Despite scoring the game winning shot and leading the game in scoring, Anthony Davis wasn’t the main focus following the New Orleans Pelicans beating the Oklahoma City Thunder 101-99. It was Russell Westbrook and especially his misses and selfishness on the floor that grabbed most of the attention.
A Westbrook turnover (he had six of them) led to a Jrue Holiday assist and Anthony Davis scoring his 38th point of the game to give the Pelicans the lead once and for all, lasting the final three minutes without giving up points (or scoring them) and creating some separation from the Thunder in the lower parts of the qualifying zone for the Western conference playoffs, which is going to be battled for all season long.
At the end of the game, Westbrook was questioned about his shots in the end and throughout the game, and whether or not it wouldn’t have been better to try and pass the ball. Westbrook, in true defiant form, said he doesn’t want to hear anything about his passing or lack there of because he felt that while the Thunder were on a winning streak (all those games with Kevin Durant) no one questioned his shot selection or decisions. He forgot to mention that in most of those games he took less than 20 shots, and never once more than 24. When Durant isn’t playing, Westbrook lets his shooting go wild.
There are two sides to every coin and although that cliche doesn’t work on every situation in life, there is some sense to hearing the other side. Westbrook has complete freedom to do whatever he wants to on the floor, especially when Kevin Durant isn’t playing. Pretty much every possession goes through him, and usually ends with him. Scott Brooks trusts Westbrook (or simply doesn’t have a choice) to make the right decisions on the floor. It doesn’t always happen.
Westbrook did finish with 8 assists, but he shot 10-of-27 from the field, including 0-for-6 from beyond the arc. As with most of the times he gets questioned by local media about his shot selection and selfishness, it was a rather disappointing ending from a player who should know better than to just go into automatic mode and fire away when the game is on the line. Westbrook’s turnover gave Jrue Holiday the chance to assist Anthony Davis and put the Pelicans in the lead, 101-99, with just under three minutes.

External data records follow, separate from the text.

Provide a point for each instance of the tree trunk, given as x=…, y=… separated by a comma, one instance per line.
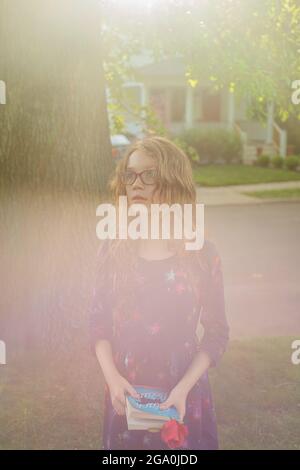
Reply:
x=54, y=127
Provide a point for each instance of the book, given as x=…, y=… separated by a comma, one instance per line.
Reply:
x=144, y=413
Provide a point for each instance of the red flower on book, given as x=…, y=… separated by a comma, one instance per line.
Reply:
x=173, y=433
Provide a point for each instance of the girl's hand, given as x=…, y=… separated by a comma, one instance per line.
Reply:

Both teams failed to score in a long run of mishaps and mistakes, and above all Westbrook taking bad shot after bad one. He ended up with 0-for-6 from the field on the Thunder’s attempts to tie the game, and except for one possession in which Reggie Jackson took the shot, it was the Russell Westbrook show, albeit with a sad ending for the Thunder. Westbrook is someone with a short memory and rarely understands why do people actually question his shot selection and decision making. It’s off to the next game for him, in which he’s going to shoot 25 shots or more once again. He might make 20 of them, he might miss almost all of the, and it won’t change him.